Single by Swoop

from the album The Woxo Principle
- Released: 30 October 1995
- Length: 3:23
- Label: Mushroom
- Songwriters: Joshua Beagley, Roland Kapferer, Alexander Hewettson, Fiona Ta'akimoeaka
- Producers: Joshua Beagley, Roland Kapferer

Swoop singles chronology
| "Rock Dog" (1995) | "Apple Eyes" (1995) | "(It Could Happen) Any Day Now" (1996) |

= Apple Eyes =

1995 single by Swoop

"Apple Eyes" is a song by Australian band Swoop that was released in October 1995 as the third single from the group's second studio album, The Woxo Principle (1995). It was their most successful single, peaking at number nine on the Australian ARIA Singles Chart. The single was certified gold by Australian Recording Industry Association (ARIA) for shipments exceeding 35,000 copies. At the ARIA Music Awards of 1996, the song was nominated for Song of the Year and Best Video.

== Background ==

Australian funk music group Swoop released their second studio album The Woxo Principle in November 1995, which was preceded by its third single, "Apple Eyes" in October. The band had signed with Mushroom Records in the previous year, which issued two earlier singles, "Neighbourhood Freak" (November) and "Rock Dog" (August 1995. The line-up for the album and associated singles was Joshua Beagley on electric and acoustic guitars, Chris Brien on drums, bells, tambourine and voices, Armando Gomez on wood block, Alex Hewetson on bass guitar, Roland Kapferer on lead vocals, Brendan St Ledger on piano, electric pianos, organ, clavinet, synthesisers, xylophone, mellotron and talk box and Fiona Ta'akimoeaka on lead vocals.

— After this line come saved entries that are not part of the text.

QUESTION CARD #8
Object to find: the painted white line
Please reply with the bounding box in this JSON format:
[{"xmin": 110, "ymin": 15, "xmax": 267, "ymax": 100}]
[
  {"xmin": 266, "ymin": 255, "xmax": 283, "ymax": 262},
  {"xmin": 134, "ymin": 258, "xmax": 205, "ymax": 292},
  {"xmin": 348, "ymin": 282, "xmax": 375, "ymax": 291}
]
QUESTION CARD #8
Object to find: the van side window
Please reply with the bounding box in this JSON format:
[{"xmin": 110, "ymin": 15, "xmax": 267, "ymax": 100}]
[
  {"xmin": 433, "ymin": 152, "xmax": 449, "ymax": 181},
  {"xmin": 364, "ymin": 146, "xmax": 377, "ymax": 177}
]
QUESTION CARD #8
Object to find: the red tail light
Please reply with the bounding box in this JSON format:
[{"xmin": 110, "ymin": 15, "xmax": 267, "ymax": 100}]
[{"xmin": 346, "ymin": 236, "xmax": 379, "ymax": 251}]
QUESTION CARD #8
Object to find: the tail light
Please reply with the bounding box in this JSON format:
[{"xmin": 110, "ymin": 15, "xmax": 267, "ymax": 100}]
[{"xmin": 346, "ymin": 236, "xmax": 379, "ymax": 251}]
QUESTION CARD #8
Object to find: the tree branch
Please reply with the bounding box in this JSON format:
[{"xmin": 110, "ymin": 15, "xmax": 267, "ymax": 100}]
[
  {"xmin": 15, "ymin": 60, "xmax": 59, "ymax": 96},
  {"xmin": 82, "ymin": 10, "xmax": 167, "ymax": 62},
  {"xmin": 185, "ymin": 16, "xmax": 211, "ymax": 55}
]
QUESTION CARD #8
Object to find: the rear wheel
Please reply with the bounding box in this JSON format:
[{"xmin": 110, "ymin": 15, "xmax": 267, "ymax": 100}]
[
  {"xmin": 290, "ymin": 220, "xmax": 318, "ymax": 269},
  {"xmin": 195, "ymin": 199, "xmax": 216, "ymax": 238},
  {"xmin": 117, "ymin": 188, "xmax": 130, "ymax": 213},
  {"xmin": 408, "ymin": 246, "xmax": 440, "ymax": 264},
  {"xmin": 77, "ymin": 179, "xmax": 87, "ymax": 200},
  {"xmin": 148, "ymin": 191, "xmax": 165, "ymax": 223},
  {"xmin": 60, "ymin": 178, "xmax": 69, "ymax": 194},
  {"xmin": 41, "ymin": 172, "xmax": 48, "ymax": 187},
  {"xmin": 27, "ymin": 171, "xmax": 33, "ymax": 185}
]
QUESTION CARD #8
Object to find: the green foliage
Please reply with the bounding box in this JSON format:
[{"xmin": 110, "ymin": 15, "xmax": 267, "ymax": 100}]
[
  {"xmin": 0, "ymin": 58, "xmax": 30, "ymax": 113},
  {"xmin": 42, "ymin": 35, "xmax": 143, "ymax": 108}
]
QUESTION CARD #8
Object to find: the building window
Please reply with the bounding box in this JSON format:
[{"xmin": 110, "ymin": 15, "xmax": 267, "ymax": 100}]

"Apple Eyes" was co-written by Beagley, Kapferer, Hewetson and Ta'akimoeaka. Co-producers of the track are Beagley, Kapferer, Ashley Cadell and Robbie Rowlands. It is the highest charting single by Swoop, which peaked at No. 9 on the ARIA Singles Chart in January 1996.

==Music video==

The music video for "Apple Eyes" depicts the band playing on a black and white checkerboard hovering above an ocean in a surreal CGI landscape.

==Track listing==

Australian CD single (D 1217)
| No. | Title | Length |
|---|---|---|
| 1. | "Apple Eyes" | 3:23 |
| 2. | "Take It or Leave It" | 4:23 |
| 3. | "Am I Blind" | 4:57 |
| 4. | "Apple Eyes" (GT's Special mix for Josh) | 5:54 |
| 5. | "Apple Eyes" (GT's New Kind of Rhythm mix) | 6:35 |
| 6. | "Rock Dog" (radio edit) | 4:15 |

==Charts==

===Weekly charts===

| Chart (1996) | Peak position |
|---|---|
| Australia (ARIA) | 9 |

===Year-end charts===

| Chart (1996) | Position |
|---|---|
| Australia (ARIA) | 69 |

==Certifications==

| Region | Certification | Certified units/sales |
| Australia (ARIA) | Gold | 35,000^{^} |
^{^} Shipments figures based on certification alone.